Le gouvernement italien continue de s’en prendre aux ONG qui effectuent des opérations de recherche et de sauvetage (SAR). Tout récemment, le navire Mare Jonio de l’ONG Mediterranea Saving Humans, le seul de la flotte de sauvetage civil battant pavillon italien, a été arrêté et soumis à une inspection de plus d’une semaine, qui s’est terminée par l’ordre de "retirer du navire avant le départ le matériel et les fournitures embarqués à bord pour l’exécution du service de sauvetage". Un "ordre scandaleux et inacceptable, ainsi que la menace de conséquences pénales pour nos armateurs", a commenté Mediterranea, qui conteste la mesure. Selon l’ONG, la position du gouvernement serait prétexte : le navire est en effet reconnu comme équipé pour l’activité SAR, et pour cette raison il a été certifié par le Registre Naval Italien, pourtant : "il ne répondrait pas aux critères de deux circulaires émises en décembre 2021 et février 2022, qui requièrent des caractéristiques techniques particulières de la coque". Une affirmation absurde en soi", a souligné Mediterranea, ajoutant que "le gouvernement italien voudrait en faire la norme pour tous les pavillons européens, afin d’ entraver l’ensemble de la flotte civile".

LA DÉRIVE MORALE DE L’EUROPE

De son côté, l’Europe envoie des signaux contraires à la perspective d’un engagement commun guidé par le principe de la responsabilité partagée. L’Allemagne a bloqué la procédure de sélection des migrants arrivant d’Italie. Il s’agit du "mécanisme de solidarité", totalement volontaire et insuffisant, par lequel les pays européens décident d’autoriser ou non le transfert de migrants sur leur territoire. La position allemande répondrait à la décision prise par l’Italie en décembre dernier de suspendre le mécanisme lié au règlement de Dublin, en n’acceptant plus les migrants qui se sont installés en Allemagne bien qu’ils soient entrés sur le territoire de l’UE en Italie, et dont la demande au titre du règlement de Dublin doit être examinée par les autorités italiennes.

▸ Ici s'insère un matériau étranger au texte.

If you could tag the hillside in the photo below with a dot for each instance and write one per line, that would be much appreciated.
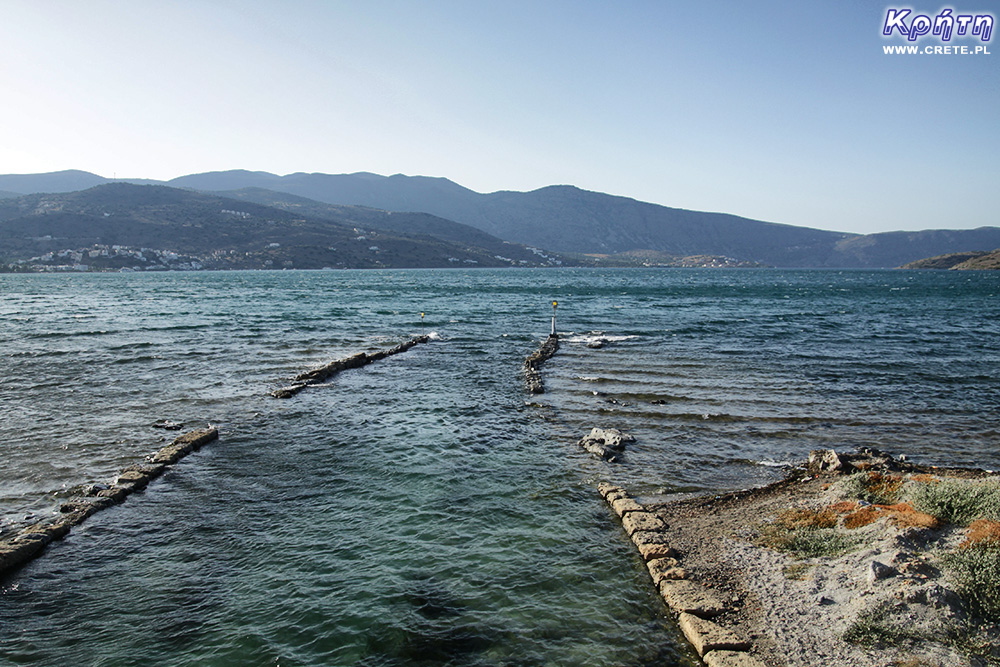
(959, 261)
(109, 226)
(566, 219)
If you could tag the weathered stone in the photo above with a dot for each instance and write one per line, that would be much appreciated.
(623, 506)
(532, 365)
(824, 460)
(605, 443)
(656, 550)
(609, 491)
(877, 571)
(721, 658)
(691, 598)
(644, 521)
(665, 569)
(318, 375)
(136, 480)
(289, 391)
(198, 437)
(707, 636)
(115, 493)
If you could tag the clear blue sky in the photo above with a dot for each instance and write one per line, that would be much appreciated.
(787, 111)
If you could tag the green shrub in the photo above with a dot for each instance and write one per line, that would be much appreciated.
(874, 487)
(804, 541)
(977, 570)
(957, 501)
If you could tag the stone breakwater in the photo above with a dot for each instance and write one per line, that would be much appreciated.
(29, 542)
(324, 373)
(533, 364)
(695, 604)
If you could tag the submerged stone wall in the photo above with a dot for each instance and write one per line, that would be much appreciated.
(324, 373)
(694, 603)
(29, 542)
(533, 364)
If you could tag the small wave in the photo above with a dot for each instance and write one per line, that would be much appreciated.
(597, 337)
(768, 463)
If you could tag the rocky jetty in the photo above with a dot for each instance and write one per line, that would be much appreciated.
(324, 373)
(696, 604)
(29, 542)
(605, 443)
(533, 364)
(856, 559)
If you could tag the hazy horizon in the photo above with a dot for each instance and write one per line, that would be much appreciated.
(780, 111)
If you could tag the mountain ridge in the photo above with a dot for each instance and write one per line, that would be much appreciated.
(568, 219)
(212, 231)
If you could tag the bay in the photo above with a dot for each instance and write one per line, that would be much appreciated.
(425, 509)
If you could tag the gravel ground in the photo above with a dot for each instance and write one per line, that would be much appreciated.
(797, 611)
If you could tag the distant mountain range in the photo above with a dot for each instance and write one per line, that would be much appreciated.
(561, 218)
(960, 261)
(126, 226)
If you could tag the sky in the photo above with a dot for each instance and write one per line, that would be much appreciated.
(784, 111)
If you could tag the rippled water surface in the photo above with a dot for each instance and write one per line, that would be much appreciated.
(425, 509)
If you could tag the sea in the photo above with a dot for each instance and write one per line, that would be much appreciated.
(426, 509)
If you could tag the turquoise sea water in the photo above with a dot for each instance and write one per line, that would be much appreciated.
(425, 510)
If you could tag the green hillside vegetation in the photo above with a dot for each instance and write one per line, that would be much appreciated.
(559, 218)
(107, 227)
(988, 262)
(959, 261)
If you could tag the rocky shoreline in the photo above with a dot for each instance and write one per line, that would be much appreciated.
(29, 542)
(533, 364)
(879, 589)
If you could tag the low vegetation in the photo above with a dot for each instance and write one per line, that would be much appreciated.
(804, 533)
(957, 501)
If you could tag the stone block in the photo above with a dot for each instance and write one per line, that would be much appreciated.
(664, 569)
(645, 521)
(731, 659)
(691, 598)
(609, 491)
(707, 636)
(654, 550)
(623, 506)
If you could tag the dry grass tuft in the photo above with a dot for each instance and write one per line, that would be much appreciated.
(925, 479)
(982, 532)
(901, 514)
(863, 517)
(807, 518)
(845, 507)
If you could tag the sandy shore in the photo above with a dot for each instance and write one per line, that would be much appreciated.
(888, 596)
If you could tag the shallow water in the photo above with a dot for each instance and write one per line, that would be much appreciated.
(417, 511)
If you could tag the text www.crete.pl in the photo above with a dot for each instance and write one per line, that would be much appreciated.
(938, 50)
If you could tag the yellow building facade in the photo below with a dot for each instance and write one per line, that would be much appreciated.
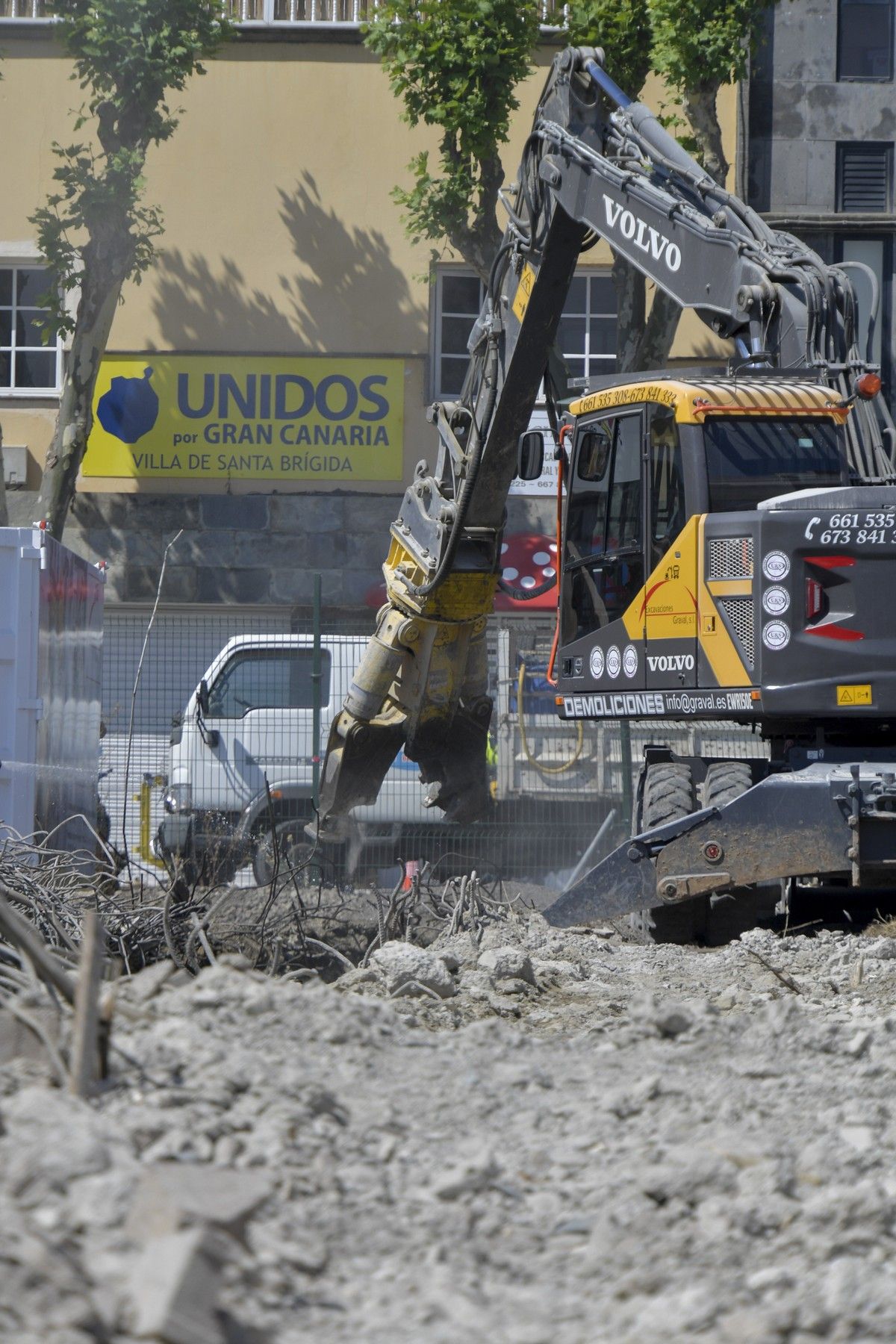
(284, 282)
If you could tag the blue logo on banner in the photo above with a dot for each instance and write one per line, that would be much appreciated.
(129, 409)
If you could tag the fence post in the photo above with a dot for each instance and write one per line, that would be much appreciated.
(625, 752)
(316, 695)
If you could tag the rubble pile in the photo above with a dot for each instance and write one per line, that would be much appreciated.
(532, 1137)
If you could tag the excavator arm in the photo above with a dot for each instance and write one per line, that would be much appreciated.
(595, 164)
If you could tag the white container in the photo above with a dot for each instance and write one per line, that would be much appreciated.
(50, 688)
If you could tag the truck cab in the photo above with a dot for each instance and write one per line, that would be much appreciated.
(243, 756)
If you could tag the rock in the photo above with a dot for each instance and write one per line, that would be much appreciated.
(859, 1045)
(880, 949)
(358, 977)
(50, 1140)
(147, 983)
(175, 1287)
(507, 962)
(413, 971)
(172, 1196)
(19, 1042)
(558, 969)
(467, 1179)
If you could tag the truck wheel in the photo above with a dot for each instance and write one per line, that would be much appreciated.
(726, 781)
(668, 796)
(296, 853)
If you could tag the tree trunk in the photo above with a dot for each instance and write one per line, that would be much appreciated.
(100, 293)
(700, 105)
(659, 331)
(644, 339)
(630, 290)
(4, 515)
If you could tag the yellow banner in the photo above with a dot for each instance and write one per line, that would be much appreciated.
(211, 417)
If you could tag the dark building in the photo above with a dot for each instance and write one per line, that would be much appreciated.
(822, 125)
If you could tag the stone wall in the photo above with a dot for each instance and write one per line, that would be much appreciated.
(247, 550)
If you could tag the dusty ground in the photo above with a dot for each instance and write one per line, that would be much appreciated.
(582, 1142)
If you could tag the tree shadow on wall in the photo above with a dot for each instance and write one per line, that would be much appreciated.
(348, 288)
(344, 289)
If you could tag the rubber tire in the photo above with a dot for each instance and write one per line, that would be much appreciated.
(727, 920)
(668, 796)
(726, 781)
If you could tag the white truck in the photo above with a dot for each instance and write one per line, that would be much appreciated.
(242, 762)
(50, 690)
(242, 765)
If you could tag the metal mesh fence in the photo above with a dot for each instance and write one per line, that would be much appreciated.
(214, 768)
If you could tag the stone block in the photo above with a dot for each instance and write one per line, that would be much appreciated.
(208, 549)
(299, 514)
(173, 1289)
(172, 1196)
(22, 507)
(226, 585)
(141, 582)
(234, 511)
(297, 585)
(284, 550)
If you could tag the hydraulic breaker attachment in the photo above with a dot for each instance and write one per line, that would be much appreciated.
(420, 687)
(833, 821)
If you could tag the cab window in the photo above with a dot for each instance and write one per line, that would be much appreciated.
(267, 679)
(668, 514)
(603, 562)
(750, 458)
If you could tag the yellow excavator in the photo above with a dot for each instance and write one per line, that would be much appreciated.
(729, 538)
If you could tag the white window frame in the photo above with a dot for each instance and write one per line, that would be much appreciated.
(26, 257)
(593, 363)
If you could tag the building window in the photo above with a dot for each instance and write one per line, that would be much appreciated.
(26, 363)
(865, 40)
(588, 332)
(864, 178)
(875, 253)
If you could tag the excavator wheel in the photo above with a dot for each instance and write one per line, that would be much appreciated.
(732, 914)
(668, 796)
(726, 780)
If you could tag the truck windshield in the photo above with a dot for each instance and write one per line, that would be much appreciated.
(750, 460)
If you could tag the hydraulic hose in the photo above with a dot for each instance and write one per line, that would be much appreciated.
(527, 752)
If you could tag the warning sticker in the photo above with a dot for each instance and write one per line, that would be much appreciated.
(524, 292)
(853, 695)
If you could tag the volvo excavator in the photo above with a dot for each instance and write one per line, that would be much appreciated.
(729, 538)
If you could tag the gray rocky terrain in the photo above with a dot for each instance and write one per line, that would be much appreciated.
(544, 1139)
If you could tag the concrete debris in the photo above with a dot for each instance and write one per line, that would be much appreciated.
(413, 971)
(175, 1287)
(176, 1195)
(554, 1137)
(507, 964)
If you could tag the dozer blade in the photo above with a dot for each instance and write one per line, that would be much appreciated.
(832, 820)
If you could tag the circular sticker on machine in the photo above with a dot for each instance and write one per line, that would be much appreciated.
(775, 566)
(775, 601)
(775, 635)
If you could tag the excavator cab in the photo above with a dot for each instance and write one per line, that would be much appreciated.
(659, 591)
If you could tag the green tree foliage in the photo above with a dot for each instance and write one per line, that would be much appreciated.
(97, 230)
(625, 33)
(697, 47)
(454, 65)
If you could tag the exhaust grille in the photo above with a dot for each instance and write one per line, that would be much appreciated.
(729, 558)
(738, 612)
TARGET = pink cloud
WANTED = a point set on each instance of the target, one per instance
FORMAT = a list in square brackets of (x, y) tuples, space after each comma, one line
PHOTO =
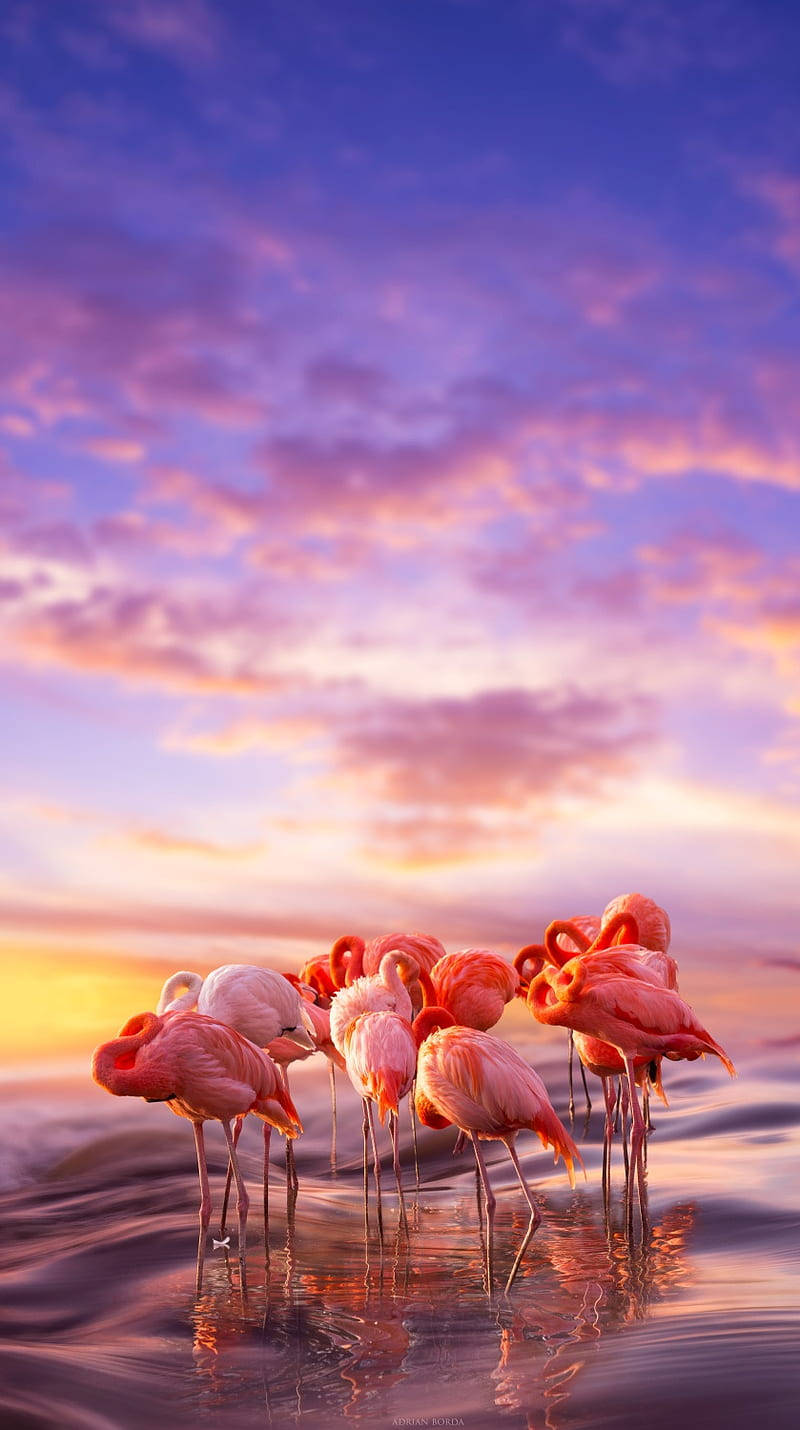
[(196, 641), (188, 32), (161, 841), (500, 750)]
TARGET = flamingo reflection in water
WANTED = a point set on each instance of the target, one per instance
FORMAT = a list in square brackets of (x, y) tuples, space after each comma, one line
[(621, 998)]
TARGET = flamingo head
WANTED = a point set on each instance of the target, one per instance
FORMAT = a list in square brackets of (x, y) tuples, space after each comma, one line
[(125, 1067)]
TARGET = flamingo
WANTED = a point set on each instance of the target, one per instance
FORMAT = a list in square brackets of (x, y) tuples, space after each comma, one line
[(381, 1063), (377, 993), (352, 958), (474, 985), (203, 1070), (621, 1000), (618, 923), (653, 923), (259, 1003), (474, 1080), (316, 974), (374, 993)]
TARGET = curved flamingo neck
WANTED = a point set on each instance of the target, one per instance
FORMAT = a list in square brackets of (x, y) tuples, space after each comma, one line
[(113, 1063), (553, 950), (171, 1001), (430, 1021), (427, 985), (530, 954), (621, 928), (347, 960)]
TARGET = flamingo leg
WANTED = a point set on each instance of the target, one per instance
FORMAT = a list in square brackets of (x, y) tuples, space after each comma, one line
[(637, 1137), (586, 1087), (535, 1213), (414, 1136), (646, 1100), (292, 1180), (332, 1074), (242, 1203), (365, 1133), (266, 1138), (205, 1203), (491, 1204), (607, 1134), (395, 1159), (375, 1167), (238, 1127)]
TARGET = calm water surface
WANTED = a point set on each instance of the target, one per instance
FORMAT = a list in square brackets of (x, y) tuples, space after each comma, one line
[(691, 1322)]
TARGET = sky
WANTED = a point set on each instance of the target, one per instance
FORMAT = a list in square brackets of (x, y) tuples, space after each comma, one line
[(400, 472)]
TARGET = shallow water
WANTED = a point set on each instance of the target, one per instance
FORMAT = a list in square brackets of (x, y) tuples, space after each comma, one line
[(691, 1320)]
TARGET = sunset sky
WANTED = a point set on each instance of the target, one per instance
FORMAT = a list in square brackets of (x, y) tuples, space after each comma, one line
[(400, 468)]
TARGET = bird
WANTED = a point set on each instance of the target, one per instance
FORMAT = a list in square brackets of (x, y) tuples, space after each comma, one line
[(381, 1063), (259, 1003), (382, 991), (203, 1070), (316, 974), (474, 985), (378, 993), (616, 997), (480, 1084), (617, 927), (352, 958)]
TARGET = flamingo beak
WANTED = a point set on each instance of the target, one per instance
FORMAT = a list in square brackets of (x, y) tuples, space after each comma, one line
[(302, 1034)]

La France a également annoncé son intention de renforcer les contrôles dans la zone située entre Menton et Vintimille, une zone où la frontière est fermée et militarisée pour les migrants depuis des années.

Compte tenu également des positions de Berlin et de Paris, la discussion sur le Pacte européen sur les migrations, prévue le 28 septembre prochain, s’annonce difficile. Dans le texte, présenté sous forme de projet au début du mois de juin, la seule synergie trouvée par les Etats membres porte sur la réduction des normes de protection des personnes qui arrivent : en effet, il prévoit l’institution de procédures destinées à causer des souffrances, telles que la détention, même pendant des mois, dans des centres fermés le long des frontières, et la possibilité de rejeter les personnes en quête de salut vers des pays jugés sûrs.

Face à la nécessité de repenser les politiques migratoires dans une optique de garantie des personnes et de respect du principe de responsabilité partagée, le Pacte européen risque au contraire de créer une plus grande division entre les pays situés aux frontières extérieures de l’Union et les pays situés à l’intérieur, et s’éloigne de plus en plus du concept de solidarité et de protection des droits.